Saturday, December 17, 2005

Planet, or Not Planet, That Is The Question.

Welcome to another seemingly random edition of The Corner. I say seemingly because there is one unifying thread to all of these! Welcome back to the Brownian thought processes of yours truly.

Space, the final frontier. And a source for endless debate, even over that which we all thought was gospel truth. To whit, Pluto. A planet? An asteroid? A failed comet? Goofy and Minnie's secret love puppy? For many years now there have been strong arguments for Pluto's demotion from certified planet to friendly asteroid. At a scant 2390 kilometers in diameter Pluto is smaller than our own moon(3,474 kilometers)and has an eccentric orbit that, for part of the Plutonian year, actually brings it closer to us than Neptune, and goes in the opposite direction of the rest of the planets, which seems to indicate that it was a cosmic wanderer that got snared by our greedy Sun. In its favor it is definitely round, and has at least one satellite, Charon. But Marius, you might ask, why are you telling us all this? Good question, and the answer is that this year an object, currently nicknamed Xena, was found beyond the orbit of Pluto that is significantly larger than our 9th planet. Xena, and its companion/satellite Gabrielle, orbit in the outskirts of the Solar system called the Kuiper Belt, which is very distant(extending 5 billion miles past Neptune) and is thought to be the origin of most of the cometary activity in our neck of the galaxy. The discovery of a Kuiper Belt object that is larger than Pluto has revived the planet/not a planet controversy, since Xena's distinction rests firmly upon Pluto's identity. If Pluto is a planet, then shouldn't Xena be considered our 10th planet? And if Xena is not to be considered a planet, why then should Pluto be called one? Ultimately this all boils down to the definition of the word 'planet'. calls a planet, "A nonluminous celestial body larger than an asteroid or comet, illuminated by light from a star, such as the sun, around which it revolves." But, quite surprisingly, the International Astronomical Union(IAU), whose job it is to define such things, has no clear definition. They admit that until very recently there was no need for a clear definition of what a planet is, but they are working feverishly to come up with one. What is clear is that no matter the IAU decision, this debate won't go away.

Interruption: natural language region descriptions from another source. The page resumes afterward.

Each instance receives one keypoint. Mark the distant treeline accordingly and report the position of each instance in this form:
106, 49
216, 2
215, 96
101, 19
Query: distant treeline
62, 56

Personally I think Luna should be used as the gold standard in this debate. If it's bigger than our Moon, it's a planet. If it's smaller; planetessimal, asteroid, comet, dust, space crap,whatever. And let's not even get started on the satellites of Jupiter, Saturn, and the other gas giants.(but I'll go into those later, 'cause some of them are wayyyy cool)
Ok, gotta run. I'm going to get out my Ouija board and see what Carl Sagan has to say about all this. ;-)

See ya,

1 comment:

heff said...

Whatever Carl says, I'm sure it will involve the word "billy-yuns".